Microsoft had a major announcement this week for all of its gaming console fans. The company will no longer be producing any more Xbox 360’s. Microsoft released the first Xbox way back in 2005 to massive fanfare and spectacle. The initial launch was then followed up by the Xbox 360 model and together they have sold an incredible 90 million units worldwide. Microsoft said it would still sell remaining inventory and provide updates to software and support services, so the device will still be functional for years to come for its fans. What market watchers are curious about is what is next? Where will the company resources be diverted to and what will be the next big thing? Getting a 10-year run out of a piece of technology is what keeps giants like Microsoft solvent in the long term. Years of innovation pay off when they can milk sales for a decade like they did with Xbox. Microsoft needs to create its next home run.
The European Union has again levied charges of antitrust against US giant Google. The EU alleges that Google uses its dominance in the market in effect, to create more dominance, pushing out any competition that pops out. The charges center on Google’s Android operating system and how it forces the use of Google Chrome and their own app store. Eighty percent of smart phones in Europe are on the Android system. Google counters that they have open software that encourages collaboration and innovation with others. This is not the first time that EU has had issues with Google and there is still charge unresolved from 2010 involving Google’s shopping services. Many market watchers think Google will prevail but the process will prove costly. It makes others wonder what would happen if the EU stopped spending money focused on making Google weaker but on making their own innovation ecosystem stronger?

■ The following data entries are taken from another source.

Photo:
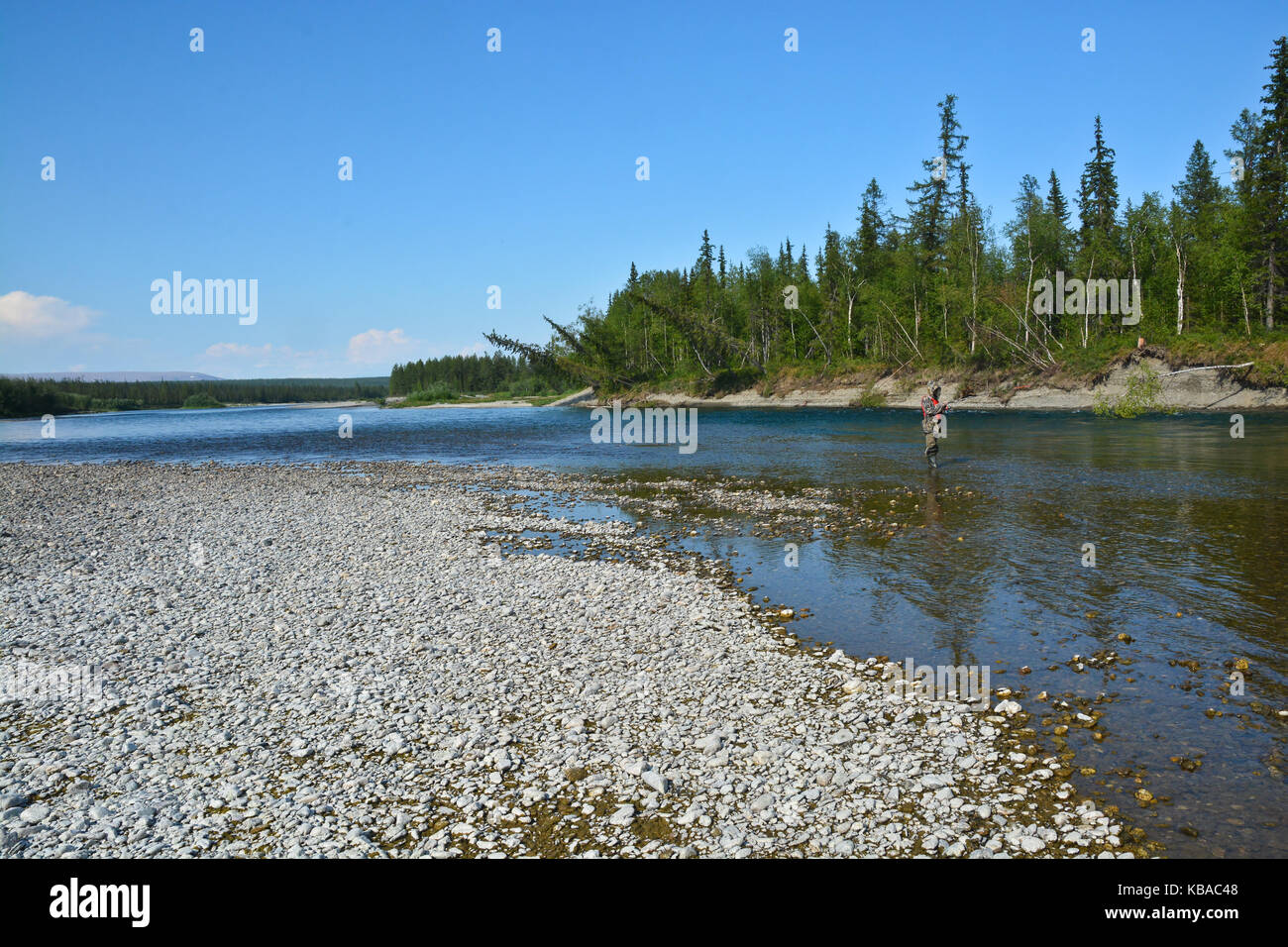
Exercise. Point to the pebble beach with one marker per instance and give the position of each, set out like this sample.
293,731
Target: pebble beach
344,661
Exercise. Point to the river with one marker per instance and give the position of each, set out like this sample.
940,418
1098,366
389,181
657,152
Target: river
1188,585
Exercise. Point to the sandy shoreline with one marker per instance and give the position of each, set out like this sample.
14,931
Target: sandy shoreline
1186,390
299,661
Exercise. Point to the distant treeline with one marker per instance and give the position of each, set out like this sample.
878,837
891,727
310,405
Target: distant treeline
490,373
31,397
939,283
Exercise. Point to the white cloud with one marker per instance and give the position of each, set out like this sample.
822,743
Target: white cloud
25,316
263,356
376,346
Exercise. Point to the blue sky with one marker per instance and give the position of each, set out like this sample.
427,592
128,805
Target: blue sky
516,169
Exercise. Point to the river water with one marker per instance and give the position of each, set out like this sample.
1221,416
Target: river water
1186,521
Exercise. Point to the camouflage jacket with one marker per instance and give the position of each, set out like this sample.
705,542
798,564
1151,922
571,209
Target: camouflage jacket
928,408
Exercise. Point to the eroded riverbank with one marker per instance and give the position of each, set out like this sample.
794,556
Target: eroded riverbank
344,661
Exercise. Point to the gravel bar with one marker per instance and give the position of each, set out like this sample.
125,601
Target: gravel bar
342,661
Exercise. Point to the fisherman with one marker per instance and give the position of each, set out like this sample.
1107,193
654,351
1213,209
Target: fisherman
930,411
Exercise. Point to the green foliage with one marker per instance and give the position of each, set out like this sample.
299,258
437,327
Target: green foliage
433,394
21,397
939,285
1144,394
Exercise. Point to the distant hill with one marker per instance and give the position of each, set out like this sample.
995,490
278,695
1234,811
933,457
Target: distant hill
116,376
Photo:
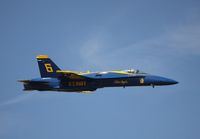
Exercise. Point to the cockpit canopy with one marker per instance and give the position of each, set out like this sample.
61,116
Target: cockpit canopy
133,71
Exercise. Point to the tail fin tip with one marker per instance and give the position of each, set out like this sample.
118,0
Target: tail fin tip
42,56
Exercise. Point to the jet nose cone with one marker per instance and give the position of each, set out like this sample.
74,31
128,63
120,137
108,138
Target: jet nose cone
170,81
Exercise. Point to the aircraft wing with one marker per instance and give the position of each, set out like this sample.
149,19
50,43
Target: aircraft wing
70,75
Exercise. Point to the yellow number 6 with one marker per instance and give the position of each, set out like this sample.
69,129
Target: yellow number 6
48,67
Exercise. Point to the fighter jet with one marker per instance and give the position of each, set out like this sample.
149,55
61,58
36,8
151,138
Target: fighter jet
54,79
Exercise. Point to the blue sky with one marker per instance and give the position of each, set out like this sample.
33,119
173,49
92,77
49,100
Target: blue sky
159,37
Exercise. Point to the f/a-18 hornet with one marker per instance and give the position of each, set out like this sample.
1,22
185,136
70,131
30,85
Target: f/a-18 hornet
54,79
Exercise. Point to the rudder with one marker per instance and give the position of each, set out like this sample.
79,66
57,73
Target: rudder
46,66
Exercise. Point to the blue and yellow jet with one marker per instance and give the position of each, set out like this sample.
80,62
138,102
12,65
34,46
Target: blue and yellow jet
55,79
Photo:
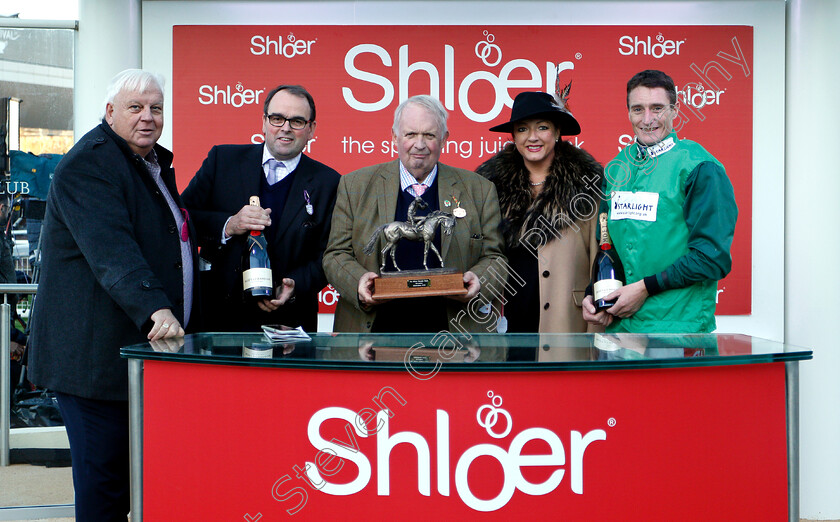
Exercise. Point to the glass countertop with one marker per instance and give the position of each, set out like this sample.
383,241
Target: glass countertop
477,352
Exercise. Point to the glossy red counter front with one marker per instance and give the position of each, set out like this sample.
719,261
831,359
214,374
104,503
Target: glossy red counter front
565,427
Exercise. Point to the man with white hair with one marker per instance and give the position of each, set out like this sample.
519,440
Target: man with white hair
383,193
118,258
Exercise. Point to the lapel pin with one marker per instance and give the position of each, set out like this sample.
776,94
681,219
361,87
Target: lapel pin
458,212
309,209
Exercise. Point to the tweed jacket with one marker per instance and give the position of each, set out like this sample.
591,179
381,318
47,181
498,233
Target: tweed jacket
367,198
111,257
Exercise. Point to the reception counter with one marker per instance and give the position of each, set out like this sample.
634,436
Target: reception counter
454,427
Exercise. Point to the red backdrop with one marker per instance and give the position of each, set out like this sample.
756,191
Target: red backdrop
359,74
702,443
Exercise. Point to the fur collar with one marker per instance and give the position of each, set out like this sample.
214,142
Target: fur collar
573,172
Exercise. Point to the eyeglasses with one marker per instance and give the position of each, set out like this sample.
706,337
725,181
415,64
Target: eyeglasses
656,110
278,120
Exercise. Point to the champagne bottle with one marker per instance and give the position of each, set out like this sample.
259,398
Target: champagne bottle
256,273
607,270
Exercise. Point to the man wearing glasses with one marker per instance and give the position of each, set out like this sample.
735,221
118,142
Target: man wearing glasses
671,217
296,194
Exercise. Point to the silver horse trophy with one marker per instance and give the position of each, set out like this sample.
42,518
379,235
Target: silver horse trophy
415,283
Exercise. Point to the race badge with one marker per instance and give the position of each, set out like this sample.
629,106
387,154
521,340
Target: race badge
634,205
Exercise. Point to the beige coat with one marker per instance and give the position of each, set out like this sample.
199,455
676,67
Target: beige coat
367,198
565,267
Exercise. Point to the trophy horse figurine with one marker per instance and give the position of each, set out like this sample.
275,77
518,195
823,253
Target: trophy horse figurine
415,229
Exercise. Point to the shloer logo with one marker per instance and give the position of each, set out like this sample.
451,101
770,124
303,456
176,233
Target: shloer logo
510,458
275,46
635,46
237,96
442,84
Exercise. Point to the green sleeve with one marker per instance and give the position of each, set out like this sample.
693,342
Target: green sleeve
710,213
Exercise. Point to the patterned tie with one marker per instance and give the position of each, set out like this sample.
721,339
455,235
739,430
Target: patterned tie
273,176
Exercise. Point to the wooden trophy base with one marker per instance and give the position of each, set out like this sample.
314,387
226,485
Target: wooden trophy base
419,283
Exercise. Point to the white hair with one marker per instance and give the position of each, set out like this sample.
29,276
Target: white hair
134,80
429,103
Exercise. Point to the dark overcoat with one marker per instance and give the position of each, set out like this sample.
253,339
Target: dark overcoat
228,177
111,257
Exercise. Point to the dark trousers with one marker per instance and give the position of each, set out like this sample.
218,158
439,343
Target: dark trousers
98,434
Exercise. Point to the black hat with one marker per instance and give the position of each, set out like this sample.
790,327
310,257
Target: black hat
528,105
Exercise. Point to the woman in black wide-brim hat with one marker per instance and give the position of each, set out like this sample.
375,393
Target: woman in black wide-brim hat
549,195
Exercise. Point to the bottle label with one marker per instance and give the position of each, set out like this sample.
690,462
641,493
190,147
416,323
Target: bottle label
605,287
256,278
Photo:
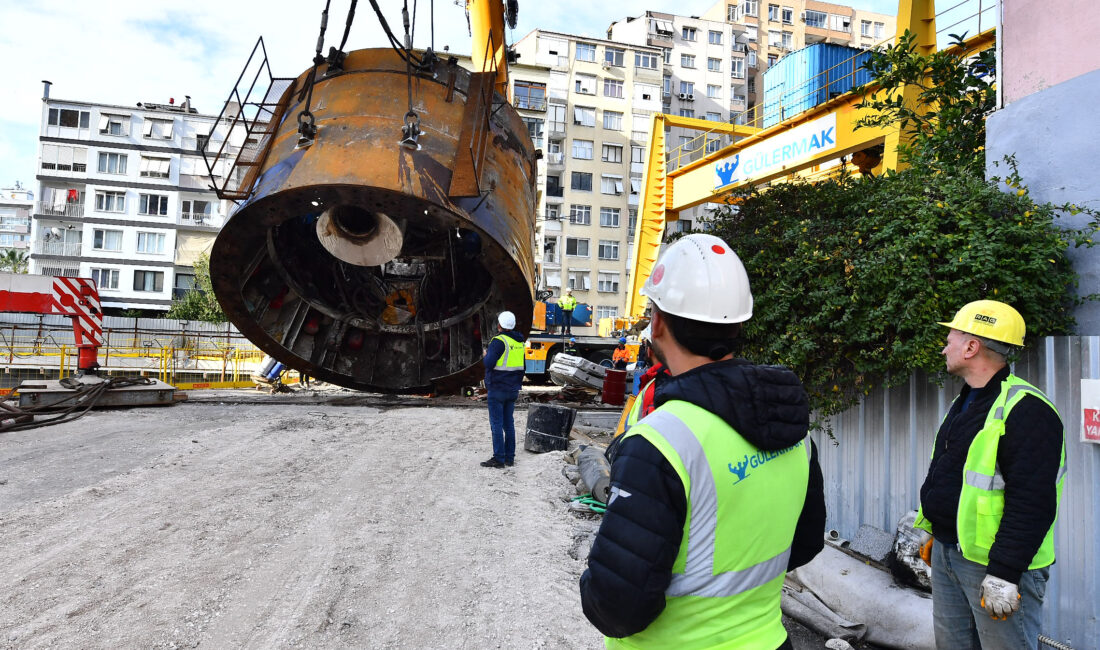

Another automaker was caught cheating on efficiency tests this week and investors are not happy. Mitsubishi Motors stock has taken a beating on news it was lying about its eK mini-wagon’s fuel efficiency and they were caught by partner firm Nissan, which makes a similar vehicle. An analyst estimates this mistake could cost the automaker $450 million in direct costs. The stock was indicating down a third of its value at Thursday’s market open on the news. This represents a drop of about $2.5 billion in company value overall….so far. Korean automakers Hyundai and Kia had similar problems in 2014 which cost those firms about $350 million each respectively.